As making Mao statues has become a lucrative industry worth over 100 million yuan ($15 million), more and more people have joined in.
The local government had to issue a set of regulations on the quality standards of Mao statues in 2010. According to the regulations, each model of Mao should be reviewed by five to nine experts, who will examine the statue's expression, hairstyle, face shape, body shape, gesture and outfit according to historical photos of Mao. Only items which pass the review can enter the market.
Ou boasts that the Mao statues they manufacture meet all the regulations, and even received a favorable review from Mao's only grandson, Mao Xinyu, now a major general in the PLA. "Mao Xinyu reviewed several statues during one of his visits to Shaoshan. During the review, he pointed at one of our statues and said, 'this is my grandpa,'" she said, and points to a bronze bust of Mao, depicting him in old age.
Two people pay their respects to Chairman Mao in Bronze Statue Square in Shaoshan. Photo: Li Hao/GT
Hit by reality
Ou thinks manufacturing Mao statues is a business that will never go out of style. "For people in Shaoshan, Mao Zedong is a god. People will never stop remembering him," she said.
But reality isn't always what people wish it to be. Starting last year, business started to slump, and Liu said the number of orders they received last year and this year is at least 50 percent smaller than the years before.
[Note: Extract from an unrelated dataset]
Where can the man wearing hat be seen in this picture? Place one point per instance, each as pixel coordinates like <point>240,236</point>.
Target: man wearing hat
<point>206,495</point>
Liu said the anti-corruption campaign in the past years, for one thing, has made some people refrain from buying the statues, as many of his best customers are government employees. He also attributed the slump to the current economic downturn.
The factory's bronze statues of Mao, which are the most expensive types of statues they make, have seen their sales figures hit the hardest. Bronze statues worth several million yuan are piled behind a bar in the couple's factory.
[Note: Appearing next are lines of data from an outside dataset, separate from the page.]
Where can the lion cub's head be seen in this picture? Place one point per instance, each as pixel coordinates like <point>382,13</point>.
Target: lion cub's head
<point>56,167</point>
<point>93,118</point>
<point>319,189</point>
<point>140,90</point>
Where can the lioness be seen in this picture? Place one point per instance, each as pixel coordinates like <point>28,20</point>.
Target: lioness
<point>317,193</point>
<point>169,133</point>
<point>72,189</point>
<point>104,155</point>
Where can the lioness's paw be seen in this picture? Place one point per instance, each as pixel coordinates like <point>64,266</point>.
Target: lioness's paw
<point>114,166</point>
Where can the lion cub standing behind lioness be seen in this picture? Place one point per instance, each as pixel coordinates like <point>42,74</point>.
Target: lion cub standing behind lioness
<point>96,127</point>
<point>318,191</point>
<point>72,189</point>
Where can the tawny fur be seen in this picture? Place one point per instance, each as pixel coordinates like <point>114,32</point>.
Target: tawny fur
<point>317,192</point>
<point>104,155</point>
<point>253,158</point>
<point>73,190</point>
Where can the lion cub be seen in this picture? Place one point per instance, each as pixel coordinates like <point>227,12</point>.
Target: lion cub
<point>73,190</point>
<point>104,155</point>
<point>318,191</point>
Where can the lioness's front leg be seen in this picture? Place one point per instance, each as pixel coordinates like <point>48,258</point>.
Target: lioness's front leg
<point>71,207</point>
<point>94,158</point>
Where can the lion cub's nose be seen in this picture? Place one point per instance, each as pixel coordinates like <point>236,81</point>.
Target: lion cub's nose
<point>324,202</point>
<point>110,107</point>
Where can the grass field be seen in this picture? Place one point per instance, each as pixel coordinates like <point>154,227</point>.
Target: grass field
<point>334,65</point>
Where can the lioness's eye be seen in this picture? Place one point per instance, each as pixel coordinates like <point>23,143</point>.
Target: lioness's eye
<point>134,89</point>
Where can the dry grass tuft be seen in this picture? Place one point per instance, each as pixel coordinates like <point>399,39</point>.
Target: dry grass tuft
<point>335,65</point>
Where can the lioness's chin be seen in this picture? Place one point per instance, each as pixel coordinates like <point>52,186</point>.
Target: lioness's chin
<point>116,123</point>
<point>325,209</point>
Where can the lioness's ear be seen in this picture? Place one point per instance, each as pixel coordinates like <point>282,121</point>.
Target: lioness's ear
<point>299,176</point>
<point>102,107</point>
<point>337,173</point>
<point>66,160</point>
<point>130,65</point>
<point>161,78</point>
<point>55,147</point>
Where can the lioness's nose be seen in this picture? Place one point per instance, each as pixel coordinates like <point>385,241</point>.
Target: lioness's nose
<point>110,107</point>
During its peak, the city had eight factories manufacturing Mao statues. Now, at least three have folded due to the slump in business.
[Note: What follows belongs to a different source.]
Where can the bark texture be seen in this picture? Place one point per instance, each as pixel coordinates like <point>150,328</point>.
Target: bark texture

Some factories turned to other products in order to survive the slump. Fengyuan, the biggest factory in Shaoshan which used to specialize in manufacturing Mao statues, started to divert part of its production line to Buddhist and folk statues in 2014 to weather the industry's winter.
Frozen in time
Apart from several brand new museums showcasing objects which once belonged to Mao Zedong and his personal stories, many parts of Shaoshan feels like a place frozen in time.
The mountain city's downtown area is about 5 kilometers from the scenic area. Most of the buildings here are old, shabby and badly maintained. The train station, built in 1967, a year into the Cultural Revolution (1966-76), with its pastel blue facade and a huge portrait of Chairman Mao hanging in a golden frame above its entrance, still looks the same as it did 50 years ago. Back then, the station, along with the railway, was built to meet the need of the overwhelming number of people who come to visit the birthplace of their revolutionary leader.
Now, in the evening, middle-aged women take over the square, dancing to disco music blaring from a loudspeaker. Apart from these revelers, the city looks dark and dull, and you can wait up to half an hour for a taxi to ride past.
As Mao has no tomb - his body was embalmed and is now on display in Beijing's Mausoleum of Mao Zedong - the Bronze Statue Square, at the center of Shaoshan's scenic area, has become the place where people remember and worship their great leader.
Wreaths and bouquets crowd under a huge bronze statue of Mao. It's the place where most activities in the city take place - people wearing Red Army uniforms visit it and take snaps with the huge bronze statue. Loyal Maoists, traveling all the way from faraway provinces, kneel down in front of the statue in gratitude and remembrance. Mao Zedong impersonators sit around, taking photographs with visitors. Even newlyweds come here, dressed in wedding gowns and suits, as part of their weddings - a local custom.